This guide shows the common patterns. For the mental model of which crates participate in a run and why, see Target packages.

Select multiple target packages

Pass --package multiple times to generate headers for several workspace members in one invocation:

cheadergen generate \
    --output-dir include \
    --package alpha \
    --package beta

Each --package argument names a workspace member that should produce a “target” header (one with extern "C" function declarations, not just types).

Alternatively, omit --package and use --input-dir to target every library member under one or more workspace directories:

cheadergen generate \
    --output-dir include \
    --input-dir crates/alpha \
    --input-dir crates/beta

Pass --input-dir multiple times to combine several directories. Each path must live inside the workspace rooted at the current directory.

Omitting both --package and --input-dir falls back to a Cargo-style default: if the current directory sits inside a workspace member it targets just that member, otherwise it targets the workspace’s default-members (every member, for a virtual workspace). See Target packages for the full rule.

What gets generated

Given two targets alpha and beta that both use a Config type from a workspace dependency core:

include/
├── alpha.h     # target — extern "C" functions and types unique to alpha
├── beta.h      # target — extern "C" functions and types unique to beta
└── core.h      # types-only — Config and other shared types
  • Both alpha.h and beta.h start with #include "core.h".
  • Config is defined exactly once, in core.h.
  • core.h has no extern "C" block — core isn’t a target, just a type contributor.

A non-target dependency only gets a header if at least one target actually uses its types.

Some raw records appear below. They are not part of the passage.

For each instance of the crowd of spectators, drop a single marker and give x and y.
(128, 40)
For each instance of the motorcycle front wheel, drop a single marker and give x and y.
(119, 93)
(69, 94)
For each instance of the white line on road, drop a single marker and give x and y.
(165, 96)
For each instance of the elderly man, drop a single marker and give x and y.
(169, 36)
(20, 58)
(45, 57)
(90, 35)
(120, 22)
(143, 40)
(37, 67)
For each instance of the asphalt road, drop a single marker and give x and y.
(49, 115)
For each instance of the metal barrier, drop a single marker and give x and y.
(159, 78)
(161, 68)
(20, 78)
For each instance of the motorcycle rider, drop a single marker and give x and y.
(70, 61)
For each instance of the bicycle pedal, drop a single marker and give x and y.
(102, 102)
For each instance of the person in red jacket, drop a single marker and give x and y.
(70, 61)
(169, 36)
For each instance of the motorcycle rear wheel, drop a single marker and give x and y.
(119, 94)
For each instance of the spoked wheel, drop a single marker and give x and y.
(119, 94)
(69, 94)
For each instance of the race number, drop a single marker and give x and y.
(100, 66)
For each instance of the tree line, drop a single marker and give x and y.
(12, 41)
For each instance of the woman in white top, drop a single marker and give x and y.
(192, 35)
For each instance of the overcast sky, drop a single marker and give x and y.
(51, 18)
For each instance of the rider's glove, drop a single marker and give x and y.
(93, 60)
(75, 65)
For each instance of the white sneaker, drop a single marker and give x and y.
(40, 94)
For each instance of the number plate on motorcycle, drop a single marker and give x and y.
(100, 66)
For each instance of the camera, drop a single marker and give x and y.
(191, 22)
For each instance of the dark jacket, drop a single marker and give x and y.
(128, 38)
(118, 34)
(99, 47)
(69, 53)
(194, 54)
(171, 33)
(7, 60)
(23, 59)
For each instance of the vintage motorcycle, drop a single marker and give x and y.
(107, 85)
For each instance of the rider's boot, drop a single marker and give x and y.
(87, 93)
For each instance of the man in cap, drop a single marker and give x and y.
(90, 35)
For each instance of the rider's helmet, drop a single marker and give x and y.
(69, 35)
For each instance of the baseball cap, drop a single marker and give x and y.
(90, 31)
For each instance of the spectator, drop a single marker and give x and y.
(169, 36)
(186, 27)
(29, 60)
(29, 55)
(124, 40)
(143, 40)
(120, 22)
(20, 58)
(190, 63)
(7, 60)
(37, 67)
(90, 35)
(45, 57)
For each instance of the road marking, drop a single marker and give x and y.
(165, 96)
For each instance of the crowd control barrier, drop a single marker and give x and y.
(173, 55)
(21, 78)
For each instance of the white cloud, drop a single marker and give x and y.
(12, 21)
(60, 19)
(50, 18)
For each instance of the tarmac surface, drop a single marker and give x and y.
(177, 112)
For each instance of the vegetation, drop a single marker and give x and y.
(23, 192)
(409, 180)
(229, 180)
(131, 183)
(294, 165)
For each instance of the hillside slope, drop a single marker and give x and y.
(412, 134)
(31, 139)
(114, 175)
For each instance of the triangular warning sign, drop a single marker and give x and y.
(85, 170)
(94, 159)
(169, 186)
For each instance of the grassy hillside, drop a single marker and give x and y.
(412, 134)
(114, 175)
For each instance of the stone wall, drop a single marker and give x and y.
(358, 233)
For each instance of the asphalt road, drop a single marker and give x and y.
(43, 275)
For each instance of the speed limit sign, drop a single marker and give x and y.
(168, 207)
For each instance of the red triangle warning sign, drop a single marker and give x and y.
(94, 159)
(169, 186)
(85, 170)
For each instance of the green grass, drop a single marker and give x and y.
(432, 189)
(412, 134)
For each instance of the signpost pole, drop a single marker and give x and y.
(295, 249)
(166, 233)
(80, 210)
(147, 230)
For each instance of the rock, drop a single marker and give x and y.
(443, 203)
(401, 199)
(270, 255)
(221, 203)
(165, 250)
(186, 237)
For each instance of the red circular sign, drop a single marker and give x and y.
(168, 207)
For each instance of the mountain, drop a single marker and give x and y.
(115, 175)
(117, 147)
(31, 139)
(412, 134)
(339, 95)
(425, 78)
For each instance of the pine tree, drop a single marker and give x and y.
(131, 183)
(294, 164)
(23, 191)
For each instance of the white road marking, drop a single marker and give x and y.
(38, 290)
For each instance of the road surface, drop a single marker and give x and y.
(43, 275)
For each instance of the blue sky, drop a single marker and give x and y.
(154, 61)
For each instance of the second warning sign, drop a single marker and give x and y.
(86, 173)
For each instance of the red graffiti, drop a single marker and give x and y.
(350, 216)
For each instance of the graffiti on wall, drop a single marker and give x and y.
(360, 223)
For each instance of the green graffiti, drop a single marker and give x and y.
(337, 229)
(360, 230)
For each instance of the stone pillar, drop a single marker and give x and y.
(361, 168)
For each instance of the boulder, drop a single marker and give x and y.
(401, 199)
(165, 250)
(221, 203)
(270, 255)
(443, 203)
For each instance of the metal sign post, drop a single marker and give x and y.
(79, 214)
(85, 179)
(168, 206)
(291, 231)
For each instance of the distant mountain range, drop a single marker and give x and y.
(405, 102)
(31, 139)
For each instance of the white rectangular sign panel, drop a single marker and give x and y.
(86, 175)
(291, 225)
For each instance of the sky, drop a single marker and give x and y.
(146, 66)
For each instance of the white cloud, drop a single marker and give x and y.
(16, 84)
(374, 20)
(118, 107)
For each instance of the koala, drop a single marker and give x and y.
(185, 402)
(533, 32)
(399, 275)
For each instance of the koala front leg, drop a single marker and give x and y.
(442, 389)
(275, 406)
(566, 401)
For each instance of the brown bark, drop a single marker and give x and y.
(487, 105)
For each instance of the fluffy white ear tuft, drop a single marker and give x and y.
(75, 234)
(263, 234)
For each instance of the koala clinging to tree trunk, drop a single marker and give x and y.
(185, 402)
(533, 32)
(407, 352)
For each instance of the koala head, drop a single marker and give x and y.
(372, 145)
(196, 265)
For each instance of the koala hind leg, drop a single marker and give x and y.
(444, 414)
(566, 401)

External crates (from crates.io) follow the same rules.

Customising header filenames

By default a crate named my-crate produces my_crate.h (hyphens become underscores). Override the base name per package with header_name:

# cheadergen.toml
[package."core"]
header_name = "myproject_core"

Now alpha.h and beta.h will #include "myproject_core.h" and the file on disk is renamed to match.

If a dependency name is ambiguous (multiple versions present), disambiguate with name@version:

[package."internal-state@1"]
header_name = "state_v1"

Pruning stale output

Add --prune-orphans to clean up any *.h files in the output directory that this run didn’t write. Useful when you remove types or packages:

cheadergen generate \
    --output-dir include \
    --prune-orphans \
    -p alpha \
    -p beta

Without --prune-orphans, removing a crate from the workspace leaves its header behind as silent stale output.

--prune-orphans only acts on top-level files matching the language extension (*.h for C); it never touches subdirectories or unrelated files.

Skipping empty headers

Some non-target crates contribute no concrete C-visible types, only generic definitions that get monomorphized into their consumers’ headers. By default cheadergen still writes an (empty) header file for those crates. Pass --skip-empty to suppress the empty files:

cheadergen generate \
    --output-dir include \
    --skip-empty \
    --prune-orphans

--skip-empty is partitioned-only (it’s rejected with --bundle). Combining it with --prune-orphans ensures empty-by-deletion headers also get cleaned up.